# How dark should my shots be?



## RS Designer (Dec 7, 2015)

Gaggia Classic, Iberital MC2 auto and classic italian beans from happy donkey. My shots are taking around 25-30 seconds but the crema is very dark (not the caramel colour I see in so many pics), is this right?


----------



## froggystyle (Oct 30, 2013)

Weight in?

Weight out?

I would not get hung up on colour or crema, its all about the taste!


----------



## hotmetal (Oct 31, 2013)

Your setup is exactly what I started with. Scott gave me a bag of those beans to try but they are very very dark and what you're describing sounds normal for those. Personally they were not to my taste but everyone likes different stuff. It will take you a while to get the hang of using it and find out what you like. I would encourage you to try some medium roast beans and see how you get on. Depending on how much you use, buy enough so that you're not changing bean just as you get dialed in. Maybe 2 bags or a kilo of Rave Signature or similar (there are so many options but no need to spend a fortune and might be good to aim for middle ground roast-wise)


----------



## Mrboots2u (May 10, 2013)

I suspect your beans are not the freshest or the best . Given that crema is vastly over rated as an indicator of quality or taste


----------



## RS Designer (Dec 7, 2015)

OK, the next question is likely to run over well worn ground but if I was after a lighter roast, less intense bean from a good quality/value supplier, what bean and online suppliers would you recommend. I did look at hasbean over the weekend but so much choice I did not know where to start.


----------



## The Systemic Kid (Nov 23, 2012)

Lighter roasts are more challenging in respect of getting the extraction right - more prone to under-extraction resulting in sour tasting shots.

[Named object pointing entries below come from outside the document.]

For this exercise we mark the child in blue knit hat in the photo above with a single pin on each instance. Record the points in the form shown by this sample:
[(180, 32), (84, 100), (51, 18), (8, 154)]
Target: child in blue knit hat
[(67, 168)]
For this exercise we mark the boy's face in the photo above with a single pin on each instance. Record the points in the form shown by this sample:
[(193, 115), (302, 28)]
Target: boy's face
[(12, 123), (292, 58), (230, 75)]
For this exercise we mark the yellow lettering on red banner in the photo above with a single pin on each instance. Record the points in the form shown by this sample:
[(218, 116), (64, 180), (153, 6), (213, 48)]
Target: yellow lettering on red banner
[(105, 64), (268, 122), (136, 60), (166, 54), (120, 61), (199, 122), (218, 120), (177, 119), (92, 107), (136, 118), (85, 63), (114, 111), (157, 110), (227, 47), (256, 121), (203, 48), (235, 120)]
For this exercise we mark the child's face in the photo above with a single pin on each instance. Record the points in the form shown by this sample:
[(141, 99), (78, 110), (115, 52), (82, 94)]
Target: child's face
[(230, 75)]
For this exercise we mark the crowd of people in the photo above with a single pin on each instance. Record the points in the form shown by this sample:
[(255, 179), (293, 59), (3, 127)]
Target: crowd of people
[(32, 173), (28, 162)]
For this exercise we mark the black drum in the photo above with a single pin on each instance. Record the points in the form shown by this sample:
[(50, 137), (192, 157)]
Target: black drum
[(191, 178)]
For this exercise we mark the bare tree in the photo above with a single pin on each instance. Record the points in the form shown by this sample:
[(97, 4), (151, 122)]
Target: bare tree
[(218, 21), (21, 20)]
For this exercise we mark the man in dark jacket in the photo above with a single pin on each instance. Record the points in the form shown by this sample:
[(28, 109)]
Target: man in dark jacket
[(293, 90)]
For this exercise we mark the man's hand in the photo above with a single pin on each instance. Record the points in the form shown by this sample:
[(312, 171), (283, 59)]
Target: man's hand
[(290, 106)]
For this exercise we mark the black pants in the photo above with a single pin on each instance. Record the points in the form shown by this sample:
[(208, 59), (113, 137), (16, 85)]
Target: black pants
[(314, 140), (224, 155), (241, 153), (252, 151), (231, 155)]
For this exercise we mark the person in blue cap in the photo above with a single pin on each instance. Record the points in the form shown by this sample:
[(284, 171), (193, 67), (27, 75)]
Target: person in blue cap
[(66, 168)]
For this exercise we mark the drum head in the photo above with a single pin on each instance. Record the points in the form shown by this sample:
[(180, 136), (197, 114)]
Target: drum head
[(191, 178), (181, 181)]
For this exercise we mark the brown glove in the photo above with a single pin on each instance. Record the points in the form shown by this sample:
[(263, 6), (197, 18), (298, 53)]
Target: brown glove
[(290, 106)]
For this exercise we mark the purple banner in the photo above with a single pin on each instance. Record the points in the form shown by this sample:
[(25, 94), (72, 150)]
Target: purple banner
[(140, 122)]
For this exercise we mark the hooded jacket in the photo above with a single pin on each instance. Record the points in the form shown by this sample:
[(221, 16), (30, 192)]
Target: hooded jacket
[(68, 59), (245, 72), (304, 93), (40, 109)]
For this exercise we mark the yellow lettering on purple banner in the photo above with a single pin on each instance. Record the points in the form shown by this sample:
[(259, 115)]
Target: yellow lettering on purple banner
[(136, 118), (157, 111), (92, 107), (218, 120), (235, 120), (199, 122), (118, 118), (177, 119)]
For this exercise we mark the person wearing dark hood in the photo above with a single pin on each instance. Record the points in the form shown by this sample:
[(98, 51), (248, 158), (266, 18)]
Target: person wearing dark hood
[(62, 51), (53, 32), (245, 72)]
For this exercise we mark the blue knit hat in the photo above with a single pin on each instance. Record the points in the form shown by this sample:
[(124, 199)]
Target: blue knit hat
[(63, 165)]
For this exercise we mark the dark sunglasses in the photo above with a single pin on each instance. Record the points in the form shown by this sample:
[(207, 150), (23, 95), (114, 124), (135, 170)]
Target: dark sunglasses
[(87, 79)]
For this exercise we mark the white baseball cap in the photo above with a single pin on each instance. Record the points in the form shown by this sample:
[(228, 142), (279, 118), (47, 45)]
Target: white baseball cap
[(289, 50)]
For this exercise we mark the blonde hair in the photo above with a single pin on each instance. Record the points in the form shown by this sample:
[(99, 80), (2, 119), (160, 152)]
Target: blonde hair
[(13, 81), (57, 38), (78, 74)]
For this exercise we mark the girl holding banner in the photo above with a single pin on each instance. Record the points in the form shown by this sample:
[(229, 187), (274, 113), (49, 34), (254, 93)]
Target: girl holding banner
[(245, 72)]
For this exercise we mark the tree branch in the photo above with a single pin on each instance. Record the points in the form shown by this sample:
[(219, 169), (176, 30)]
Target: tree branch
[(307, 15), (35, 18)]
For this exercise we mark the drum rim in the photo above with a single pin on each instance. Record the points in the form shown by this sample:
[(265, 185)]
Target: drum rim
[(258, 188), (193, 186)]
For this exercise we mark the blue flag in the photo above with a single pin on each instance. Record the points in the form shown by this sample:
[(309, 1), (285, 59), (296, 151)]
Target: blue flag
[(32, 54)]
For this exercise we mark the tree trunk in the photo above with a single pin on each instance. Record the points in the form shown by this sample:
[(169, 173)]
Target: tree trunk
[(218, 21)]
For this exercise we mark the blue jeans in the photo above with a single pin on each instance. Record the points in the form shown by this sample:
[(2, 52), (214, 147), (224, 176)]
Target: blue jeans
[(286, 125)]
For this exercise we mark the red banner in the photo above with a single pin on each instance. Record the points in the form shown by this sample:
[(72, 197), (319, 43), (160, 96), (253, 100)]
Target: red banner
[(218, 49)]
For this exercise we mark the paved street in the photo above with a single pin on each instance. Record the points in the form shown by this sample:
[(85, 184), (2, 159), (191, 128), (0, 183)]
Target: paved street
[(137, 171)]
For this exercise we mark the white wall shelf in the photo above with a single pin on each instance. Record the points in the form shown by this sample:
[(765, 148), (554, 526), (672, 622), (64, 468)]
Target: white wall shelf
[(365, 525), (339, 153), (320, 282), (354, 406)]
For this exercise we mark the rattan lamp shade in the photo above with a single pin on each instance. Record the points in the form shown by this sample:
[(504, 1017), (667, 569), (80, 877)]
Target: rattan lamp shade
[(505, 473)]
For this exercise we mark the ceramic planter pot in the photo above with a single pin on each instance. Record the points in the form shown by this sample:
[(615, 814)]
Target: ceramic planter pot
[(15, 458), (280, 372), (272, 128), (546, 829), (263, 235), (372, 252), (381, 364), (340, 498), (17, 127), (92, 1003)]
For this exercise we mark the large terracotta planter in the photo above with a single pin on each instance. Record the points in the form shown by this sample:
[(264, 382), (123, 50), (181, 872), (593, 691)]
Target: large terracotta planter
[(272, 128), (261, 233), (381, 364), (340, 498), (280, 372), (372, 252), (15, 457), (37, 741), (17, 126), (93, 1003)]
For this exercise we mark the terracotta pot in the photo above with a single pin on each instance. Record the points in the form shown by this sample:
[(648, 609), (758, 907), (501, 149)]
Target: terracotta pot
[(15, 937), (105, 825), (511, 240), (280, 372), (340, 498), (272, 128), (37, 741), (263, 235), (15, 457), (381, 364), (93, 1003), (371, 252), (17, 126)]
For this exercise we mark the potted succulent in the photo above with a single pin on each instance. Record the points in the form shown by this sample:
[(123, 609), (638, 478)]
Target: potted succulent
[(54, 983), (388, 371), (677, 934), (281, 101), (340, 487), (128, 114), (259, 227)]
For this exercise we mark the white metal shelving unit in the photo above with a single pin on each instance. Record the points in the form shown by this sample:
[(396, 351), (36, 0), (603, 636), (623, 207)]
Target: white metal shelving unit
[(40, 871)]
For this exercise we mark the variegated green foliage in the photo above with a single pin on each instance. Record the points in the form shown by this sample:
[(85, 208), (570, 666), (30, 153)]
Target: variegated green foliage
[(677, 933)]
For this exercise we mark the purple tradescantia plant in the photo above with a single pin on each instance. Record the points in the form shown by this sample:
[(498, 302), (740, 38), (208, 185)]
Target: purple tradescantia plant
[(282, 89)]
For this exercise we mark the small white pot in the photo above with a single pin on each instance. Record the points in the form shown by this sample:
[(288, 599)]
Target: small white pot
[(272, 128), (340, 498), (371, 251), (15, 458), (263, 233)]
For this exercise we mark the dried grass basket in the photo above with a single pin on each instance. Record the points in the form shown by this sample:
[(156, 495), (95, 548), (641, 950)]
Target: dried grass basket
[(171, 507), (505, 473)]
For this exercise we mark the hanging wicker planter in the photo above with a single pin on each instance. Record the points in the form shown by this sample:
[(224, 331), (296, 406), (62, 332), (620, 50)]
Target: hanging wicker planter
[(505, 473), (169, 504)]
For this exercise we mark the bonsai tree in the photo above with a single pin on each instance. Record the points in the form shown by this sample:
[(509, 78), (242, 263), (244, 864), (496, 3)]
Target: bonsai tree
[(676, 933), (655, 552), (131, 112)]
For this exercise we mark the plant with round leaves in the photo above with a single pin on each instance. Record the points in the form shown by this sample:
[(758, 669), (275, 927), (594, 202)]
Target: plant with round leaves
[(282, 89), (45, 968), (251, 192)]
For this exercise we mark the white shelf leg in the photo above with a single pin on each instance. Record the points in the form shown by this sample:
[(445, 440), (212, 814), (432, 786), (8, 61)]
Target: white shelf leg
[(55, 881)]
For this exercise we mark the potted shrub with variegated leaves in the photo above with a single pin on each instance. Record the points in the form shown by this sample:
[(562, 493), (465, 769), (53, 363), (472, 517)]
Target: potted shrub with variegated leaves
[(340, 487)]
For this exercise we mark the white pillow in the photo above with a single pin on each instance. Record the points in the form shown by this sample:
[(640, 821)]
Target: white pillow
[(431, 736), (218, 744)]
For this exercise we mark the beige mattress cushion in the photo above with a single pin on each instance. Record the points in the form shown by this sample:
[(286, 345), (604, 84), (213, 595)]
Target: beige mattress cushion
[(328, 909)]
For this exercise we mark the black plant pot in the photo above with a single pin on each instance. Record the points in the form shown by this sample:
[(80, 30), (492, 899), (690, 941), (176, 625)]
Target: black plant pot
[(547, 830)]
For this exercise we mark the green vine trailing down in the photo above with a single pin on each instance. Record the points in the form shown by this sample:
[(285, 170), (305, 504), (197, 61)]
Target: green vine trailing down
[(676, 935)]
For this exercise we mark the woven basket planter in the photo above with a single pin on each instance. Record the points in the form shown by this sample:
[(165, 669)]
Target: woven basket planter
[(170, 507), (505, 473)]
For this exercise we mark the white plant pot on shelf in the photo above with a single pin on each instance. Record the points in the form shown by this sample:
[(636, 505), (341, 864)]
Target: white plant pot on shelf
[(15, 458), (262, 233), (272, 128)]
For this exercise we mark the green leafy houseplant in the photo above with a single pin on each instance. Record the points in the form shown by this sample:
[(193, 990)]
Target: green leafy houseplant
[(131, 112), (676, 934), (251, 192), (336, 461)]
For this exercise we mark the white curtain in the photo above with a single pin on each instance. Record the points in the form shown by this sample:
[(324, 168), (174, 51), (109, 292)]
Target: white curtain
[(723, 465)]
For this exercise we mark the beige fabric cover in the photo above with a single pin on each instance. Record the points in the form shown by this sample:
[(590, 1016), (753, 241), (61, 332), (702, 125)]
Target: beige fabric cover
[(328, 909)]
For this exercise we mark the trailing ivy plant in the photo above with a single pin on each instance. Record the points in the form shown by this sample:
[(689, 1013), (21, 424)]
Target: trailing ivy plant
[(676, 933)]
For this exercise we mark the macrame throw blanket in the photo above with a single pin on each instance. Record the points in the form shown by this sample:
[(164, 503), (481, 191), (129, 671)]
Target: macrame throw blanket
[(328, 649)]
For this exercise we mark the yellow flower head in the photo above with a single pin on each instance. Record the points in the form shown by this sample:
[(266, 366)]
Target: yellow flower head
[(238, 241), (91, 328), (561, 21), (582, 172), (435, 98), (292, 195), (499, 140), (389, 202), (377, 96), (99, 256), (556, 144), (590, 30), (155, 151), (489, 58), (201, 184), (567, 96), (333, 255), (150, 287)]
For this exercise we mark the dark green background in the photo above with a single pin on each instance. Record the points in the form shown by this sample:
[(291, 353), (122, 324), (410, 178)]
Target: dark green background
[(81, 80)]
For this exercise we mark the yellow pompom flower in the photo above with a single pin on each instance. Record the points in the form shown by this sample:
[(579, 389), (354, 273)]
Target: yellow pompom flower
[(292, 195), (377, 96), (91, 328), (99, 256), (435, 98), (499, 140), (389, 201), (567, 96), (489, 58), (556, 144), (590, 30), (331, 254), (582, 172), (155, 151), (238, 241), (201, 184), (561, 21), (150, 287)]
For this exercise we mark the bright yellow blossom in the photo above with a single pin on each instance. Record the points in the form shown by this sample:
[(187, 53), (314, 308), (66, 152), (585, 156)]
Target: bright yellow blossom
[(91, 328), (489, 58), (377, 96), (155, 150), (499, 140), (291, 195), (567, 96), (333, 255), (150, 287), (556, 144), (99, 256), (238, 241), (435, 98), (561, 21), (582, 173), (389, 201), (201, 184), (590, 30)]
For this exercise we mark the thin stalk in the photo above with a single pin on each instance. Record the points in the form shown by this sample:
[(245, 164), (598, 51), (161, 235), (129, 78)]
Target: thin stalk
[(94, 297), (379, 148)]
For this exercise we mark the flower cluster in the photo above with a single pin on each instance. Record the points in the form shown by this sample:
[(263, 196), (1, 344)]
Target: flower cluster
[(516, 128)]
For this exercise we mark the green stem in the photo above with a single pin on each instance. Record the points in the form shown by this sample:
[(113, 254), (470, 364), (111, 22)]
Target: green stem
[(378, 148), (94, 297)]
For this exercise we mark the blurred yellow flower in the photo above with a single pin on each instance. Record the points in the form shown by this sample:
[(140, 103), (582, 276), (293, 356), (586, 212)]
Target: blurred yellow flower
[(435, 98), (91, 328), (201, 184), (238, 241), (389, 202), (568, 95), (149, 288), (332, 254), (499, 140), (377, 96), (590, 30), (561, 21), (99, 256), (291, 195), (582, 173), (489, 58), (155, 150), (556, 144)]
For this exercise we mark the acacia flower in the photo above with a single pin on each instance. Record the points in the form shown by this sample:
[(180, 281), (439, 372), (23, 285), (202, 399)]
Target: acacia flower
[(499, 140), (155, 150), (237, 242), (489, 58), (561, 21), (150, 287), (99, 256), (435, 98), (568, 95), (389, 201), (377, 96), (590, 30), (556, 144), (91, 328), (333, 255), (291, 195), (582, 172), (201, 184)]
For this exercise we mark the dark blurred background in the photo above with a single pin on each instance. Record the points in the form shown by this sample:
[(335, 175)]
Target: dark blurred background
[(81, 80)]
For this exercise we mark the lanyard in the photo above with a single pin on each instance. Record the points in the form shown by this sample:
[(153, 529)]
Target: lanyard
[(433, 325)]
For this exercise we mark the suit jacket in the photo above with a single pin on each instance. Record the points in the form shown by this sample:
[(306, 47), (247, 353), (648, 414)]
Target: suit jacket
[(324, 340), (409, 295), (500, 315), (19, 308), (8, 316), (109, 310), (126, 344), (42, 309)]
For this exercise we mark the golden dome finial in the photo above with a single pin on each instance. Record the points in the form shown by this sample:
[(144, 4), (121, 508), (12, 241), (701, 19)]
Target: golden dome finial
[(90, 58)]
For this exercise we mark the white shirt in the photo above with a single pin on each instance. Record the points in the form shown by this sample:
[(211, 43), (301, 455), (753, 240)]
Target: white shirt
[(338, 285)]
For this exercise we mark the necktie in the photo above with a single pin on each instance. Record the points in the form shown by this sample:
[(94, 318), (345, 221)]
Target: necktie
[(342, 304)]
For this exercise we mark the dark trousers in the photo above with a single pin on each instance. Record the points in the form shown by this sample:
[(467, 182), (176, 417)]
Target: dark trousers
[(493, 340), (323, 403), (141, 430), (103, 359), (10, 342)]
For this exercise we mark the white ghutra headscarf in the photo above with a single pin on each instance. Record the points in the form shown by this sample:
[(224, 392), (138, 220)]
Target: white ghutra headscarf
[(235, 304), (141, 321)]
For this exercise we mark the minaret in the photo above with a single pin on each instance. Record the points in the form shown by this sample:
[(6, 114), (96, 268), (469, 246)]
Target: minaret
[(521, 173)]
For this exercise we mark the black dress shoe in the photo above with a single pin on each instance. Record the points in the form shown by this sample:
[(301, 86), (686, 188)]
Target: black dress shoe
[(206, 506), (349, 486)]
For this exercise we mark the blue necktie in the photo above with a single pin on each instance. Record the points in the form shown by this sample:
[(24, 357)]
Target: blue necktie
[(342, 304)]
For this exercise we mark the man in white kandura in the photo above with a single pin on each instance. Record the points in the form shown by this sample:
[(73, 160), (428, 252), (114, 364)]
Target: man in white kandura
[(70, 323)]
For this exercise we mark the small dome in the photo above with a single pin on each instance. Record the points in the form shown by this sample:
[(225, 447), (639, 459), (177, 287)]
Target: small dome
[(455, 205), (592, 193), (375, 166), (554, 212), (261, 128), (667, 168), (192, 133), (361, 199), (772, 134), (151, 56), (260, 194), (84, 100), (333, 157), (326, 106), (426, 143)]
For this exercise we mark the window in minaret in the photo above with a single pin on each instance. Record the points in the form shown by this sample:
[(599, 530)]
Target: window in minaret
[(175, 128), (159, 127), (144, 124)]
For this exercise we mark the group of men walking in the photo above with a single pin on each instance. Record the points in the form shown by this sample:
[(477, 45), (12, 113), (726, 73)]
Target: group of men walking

Loads of great roasters out there - check the forum list of roasters - pick something that leans towards caramels and fudge rather than fruit notes which can be acidic/sour as already noted if extraction isn't spot on.


----------



## froggystyle (Oct 30, 2013)

Cant go wrong with a bit of rave, decent price and great beans!


----------



## Mrboots2u (May 10, 2013)

http://www.hasbean.co.uk/products/bolivia-finca-david-vilca-washed-caturra

http://www.hasbean.co.uk/collections/america-brazil/products/brazil-fazenda-cachoeira-da-grama-pulped-natural-yellow-bourbon

Have a look at these


----------



## RS Designer (Dec 7, 2015)

Ideal, thank you all, pages bookmarked, I have a few to try when I'm due for a re-stock.


----------



## dancing james (Nov 29, 2015)

also bella barista do some good beans


----------